Célébration paradoxale de la vie du Vendredi-Saint
En dépit de sévères coupures budgétaires assénées aux universités par Québec, le chef Pascal Côté poursuivait la tradition de l’Orchestre de la Société Philharmonique de Montréal et des Chœurs UQAM et de l’école Joseph-François Perrault (Montréal-Nord) à l’Église Saint-Jean-Baptiste, à l’acoustique favorable à l’accueil d’un millier d’auditeurs enthousiastes. Ayant eu le bonheur d’interpréter avec lui la Fantaisie Chorale de Beethoven, j’admire l’optimisme et la maîtrise de ce chef, qui puise dans son origine innue une inébranlable joie de vivre qui l’a amené à choisir deux œuvres foncièrement joyeuses pour une année foncièrement malheureuse, surtout avec la mort du bon pape. Le 18 avril, plus de trois cents interprètes occupaient la nef pour relever le défi du chef, celui de livrer la première montréalaise de l’Oratorio pour le troisième millénaire du Christianisme, L’amour de Joseph et Marie opus 23, d’Antoine Ouellette. L’œuvre contemporaine à la thématique ancienne qui aurait pu tomber à plat, fut plutôt accueillie par une grande ovation à laquelle participait Pierre Bruneau, un fidèle de ces concerts des Vendredis Saints qui avaient créé le flamboyant Te Deum du compositeur montréalais Éric Champagne il y a quelques années.

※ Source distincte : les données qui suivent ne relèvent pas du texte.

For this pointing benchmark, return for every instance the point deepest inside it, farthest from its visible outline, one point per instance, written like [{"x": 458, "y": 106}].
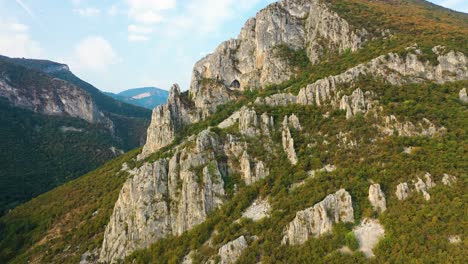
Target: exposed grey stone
[
  {"x": 421, "y": 187},
  {"x": 463, "y": 96},
  {"x": 288, "y": 145},
  {"x": 61, "y": 98},
  {"x": 166, "y": 121},
  {"x": 90, "y": 257},
  {"x": 258, "y": 210},
  {"x": 280, "y": 99},
  {"x": 429, "y": 182},
  {"x": 368, "y": 234},
  {"x": 377, "y": 198},
  {"x": 231, "y": 251},
  {"x": 355, "y": 103},
  {"x": 319, "y": 219},
  {"x": 448, "y": 179},
  {"x": 249, "y": 174},
  {"x": 251, "y": 125},
  {"x": 455, "y": 239},
  {"x": 168, "y": 196},
  {"x": 407, "y": 129},
  {"x": 402, "y": 191}
]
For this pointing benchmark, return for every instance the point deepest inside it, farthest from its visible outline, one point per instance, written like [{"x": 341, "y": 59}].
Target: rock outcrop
[
  {"x": 231, "y": 251},
  {"x": 421, "y": 187},
  {"x": 252, "y": 171},
  {"x": 402, "y": 191},
  {"x": 368, "y": 234},
  {"x": 455, "y": 239},
  {"x": 252, "y": 125},
  {"x": 319, "y": 219},
  {"x": 166, "y": 121},
  {"x": 448, "y": 179},
  {"x": 288, "y": 141},
  {"x": 463, "y": 96},
  {"x": 392, "y": 125},
  {"x": 391, "y": 68},
  {"x": 258, "y": 210},
  {"x": 250, "y": 60},
  {"x": 168, "y": 196},
  {"x": 51, "y": 96},
  {"x": 355, "y": 103},
  {"x": 377, "y": 198}
]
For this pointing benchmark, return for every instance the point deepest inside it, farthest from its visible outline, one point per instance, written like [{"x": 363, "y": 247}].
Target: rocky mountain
[
  {"x": 326, "y": 132},
  {"x": 147, "y": 97},
  {"x": 54, "y": 130}
]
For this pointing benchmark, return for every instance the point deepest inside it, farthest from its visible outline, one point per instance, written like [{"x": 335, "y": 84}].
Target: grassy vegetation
[
  {"x": 59, "y": 226},
  {"x": 416, "y": 230},
  {"x": 415, "y": 227},
  {"x": 38, "y": 154}
]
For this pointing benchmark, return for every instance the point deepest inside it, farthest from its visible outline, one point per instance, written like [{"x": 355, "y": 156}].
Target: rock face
[
  {"x": 463, "y": 96},
  {"x": 166, "y": 121},
  {"x": 287, "y": 140},
  {"x": 368, "y": 234},
  {"x": 250, "y": 60},
  {"x": 168, "y": 196},
  {"x": 402, "y": 191},
  {"x": 407, "y": 129},
  {"x": 231, "y": 251},
  {"x": 319, "y": 219},
  {"x": 252, "y": 125},
  {"x": 249, "y": 174},
  {"x": 377, "y": 198},
  {"x": 448, "y": 179},
  {"x": 258, "y": 210},
  {"x": 392, "y": 68},
  {"x": 51, "y": 97},
  {"x": 421, "y": 187},
  {"x": 455, "y": 239},
  {"x": 355, "y": 103}
]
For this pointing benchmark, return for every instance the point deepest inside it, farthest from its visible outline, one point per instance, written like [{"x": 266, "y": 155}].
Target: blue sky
[{"x": 122, "y": 44}]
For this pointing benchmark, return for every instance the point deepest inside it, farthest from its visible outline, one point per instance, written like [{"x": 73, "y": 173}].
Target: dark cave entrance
[{"x": 235, "y": 84}]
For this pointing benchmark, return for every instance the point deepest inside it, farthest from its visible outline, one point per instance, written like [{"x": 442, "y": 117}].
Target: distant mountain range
[
  {"x": 55, "y": 127},
  {"x": 147, "y": 97}
]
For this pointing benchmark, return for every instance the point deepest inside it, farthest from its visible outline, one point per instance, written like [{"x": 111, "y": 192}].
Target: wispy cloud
[
  {"x": 94, "y": 53},
  {"x": 25, "y": 8},
  {"x": 149, "y": 11},
  {"x": 16, "y": 41},
  {"x": 88, "y": 11}
]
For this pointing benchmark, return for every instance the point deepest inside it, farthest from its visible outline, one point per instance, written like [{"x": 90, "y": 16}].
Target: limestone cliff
[
  {"x": 50, "y": 96},
  {"x": 319, "y": 219},
  {"x": 251, "y": 61}
]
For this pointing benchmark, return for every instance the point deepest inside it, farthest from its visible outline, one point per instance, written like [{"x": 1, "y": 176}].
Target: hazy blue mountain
[
  {"x": 52, "y": 130},
  {"x": 147, "y": 97}
]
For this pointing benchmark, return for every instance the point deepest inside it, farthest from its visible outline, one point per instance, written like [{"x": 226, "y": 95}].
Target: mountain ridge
[
  {"x": 147, "y": 97},
  {"x": 349, "y": 141}
]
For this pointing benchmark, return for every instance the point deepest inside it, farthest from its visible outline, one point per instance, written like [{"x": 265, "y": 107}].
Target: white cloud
[
  {"x": 139, "y": 29},
  {"x": 113, "y": 10},
  {"x": 137, "y": 33},
  {"x": 207, "y": 16},
  {"x": 17, "y": 42},
  {"x": 149, "y": 11},
  {"x": 137, "y": 38},
  {"x": 88, "y": 11},
  {"x": 25, "y": 7},
  {"x": 95, "y": 54}
]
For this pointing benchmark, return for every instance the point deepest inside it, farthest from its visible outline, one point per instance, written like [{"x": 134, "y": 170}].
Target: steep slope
[
  {"x": 62, "y": 71},
  {"x": 344, "y": 127},
  {"x": 53, "y": 131},
  {"x": 147, "y": 97}
]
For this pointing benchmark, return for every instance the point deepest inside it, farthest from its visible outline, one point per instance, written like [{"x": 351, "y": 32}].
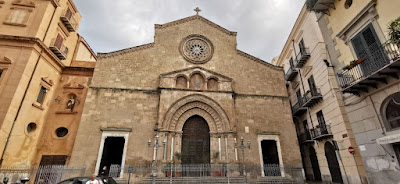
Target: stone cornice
[
  {"x": 195, "y": 17},
  {"x": 34, "y": 41},
  {"x": 248, "y": 56},
  {"x": 123, "y": 51}
]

Ouellette est un oiseau rare, à l’autisme plus qu’attachant, curieux de tout, comme son étudiant à l’UQAM Pascal l’avait découvert, avant que je me joigne à lui pour donner le cours Musiques et société, aux sujets voulus très contemporains. Lui poursuit sans dérougir une riche tradition internationale spirituelle, interrompue en Europe par la mort des compositeurs Messiaen et Penderecki, mais qui survit avec de courtes œuvres inspirées par l’estonien Arvo Pärt. Son chef d’œuvre de 70 minutes partage de longs moments de recueillement méditatif avec une énergie environnementaliste de bruissements d’oiseaux et des rapprochements d’avec la Palestine de Joseph et Marie, grâce à ses cloches et percussions rythmées et les mélismes arabisants de ses voix et même trompettes : trois solistes, dont le brillant baryton Christopher Dunham présent dans les deux œuvres, et une petite fille à la fin qui murmure l’espérance et la curiosité du Dis, c’est comment le ciel, offraient un message auquel nos temps difficiles voient plus de gens désespérés aspirer.
Professeur émérite de l’UQAM, le musicologue Claude Dauphin, non seulement ouvrait le concert par un discours généreux comme on est habitué à l’entendre depuis presque quatre décennies, mais aussi par ses notes musicologiques impeccables, toujours passionnantes à lire dans un livret méticuleusement rédigé de vingt pages bien fournies, tel que nos grands orchestres et théâtres, pourtant fort subventionnés, ne se donnent plus la peine d’offrir à leurs publics : c’est l’exemple donné de bénévolats admirables et pourtant cachés.
La ferveur de la foule communia à celle des presque deux cents choristes de l’École Joseph-François Perrault à l’admirable discipline tout au long des deux heures du concert, qui présentait aussi la cantate Te deum opus 103 d’Antonin Dvořák. Cette musique tchèque a dû rappeler à mes anciens étudiants aimés Émilie Guertin et Graeme Wilkinson, devenus administrateurs de la Philharmontréal tout en participant au chœur de l’UQAM, leur audace d’il y a vingt ans à venir suivre mes master classes à Ceské Budejovice (lieu où nos hockeyeuses ont obtenu le même 20 avril la médaille d’argent du tournoi mondial). Épaulez Émilie et Graeme pour qu’une prolongation de l’aventure de la Philharmontréal.com se maintienne par vos dons pour une tradition qui nous redonne tant de joie de vivre.